Across Dembel, on the Olympia side, one finds another mall fronted by a popular bookstore. Shops are smaller, but each one holds nice surprises. There’s also a clothes market beside it. Further down Bole, on the way to the international airport, clothes shops line both sides of the road. Large glass windows show off special offerings, allowing prospective clients a good idea of what’s in store. Friendship and D.H. Geda Malls, and Fashion Planet are worth checking.
Bole Medanealem, Haile Gebreselassie Road, Haya Hulet, Kasanchiz
Running parallel to Bole Road is Bole Medanealem, where the grand Bole Medanealem Church is located. Here, one finds Edna and Jambo Malls. Leaving Edna Mall behind, if one drives or walks down the road that goes past the roundabout fronting the church, towards Haile Gebreselassie Road, one ends up in the Haya Hulet district, where St George Hospital is located. Haya Hulet is fashion heaven; clothes shops—bulging with shoes, jeans, trousers, jackets, shirts, winter clothes, leg warmers, stockings, jewellery, bags, and make-up kits—crowd each other.
On Haile Gebreselassie Road itself, more retailers await clothes hunters. Turning to Kasanchiz will take shoppers to more clothes outlets, signaled by the presence of dozens of brightly attired mannequins on the pavement.
Churchill Road, Ambassador Park, Sheraton Addis, Hilton Addis, Piazza
Then there’s Churchill Road, a favourite with tourists. Souvenir shops abound, especially around the Main Post Office, selling Ethiopia and Bob Marley T-shirts, traditional Ethiopian hand-woven costumes, scarves, trinkets, and handmade silver jewellery. There’s also the Ambassador Park, near Churchill, Sheraton and Hilton, for more options.

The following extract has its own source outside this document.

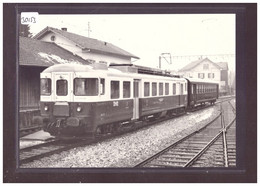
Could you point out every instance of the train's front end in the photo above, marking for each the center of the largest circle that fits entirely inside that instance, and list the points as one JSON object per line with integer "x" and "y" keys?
{"x": 63, "y": 110}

Sheraton and Hilton have their own selection of boutiques, selling diamond jewellery and fine clothes, for their guests’ convenience. On the periphery is Piazza, where good-quality sports attire and high-end menswear are found. But if one wants to explore traditional style, Mt Entoto has the answer.
The biggest Ethiopian traditional clothes market is found in Shiro Meda. Clothes are displayed either in open-air stalls or inside stores. This is where the locals go, in search of something new to wear during special religious holidays and weddings.
From Entoto, a side trip to the Old Airport area brings one to another shopping district. Every last Saturday of the month, an NGO bazaar is held at an international church. Lucy’s handmade leather goods shop, in front of the church where the NGO bazaar takes place, is popular with the diplomatic community.
A smaller version of the Shiro Meda clothes market is found in Shola, past the British Embassy, near the Yeka Michael Church, on the way to Megenagna. One can also watch the artisans on their sewing machines. Silversmiths also ply their trade here. However, to get that invigorating sense of adventure, Merkato is it.
For the first-time visitor, a guide is highly recommended. Merkato offers a different angle to the word shopping. Shoppers have to navigate around pavement vendors; tread carefully between rubbles, steel bars, holes, and other obstructions due to numerous building construction sites; stay vigilant of pickpockets and moving vehicles. In spite of all these, people still go to Merkato because it has almost everything.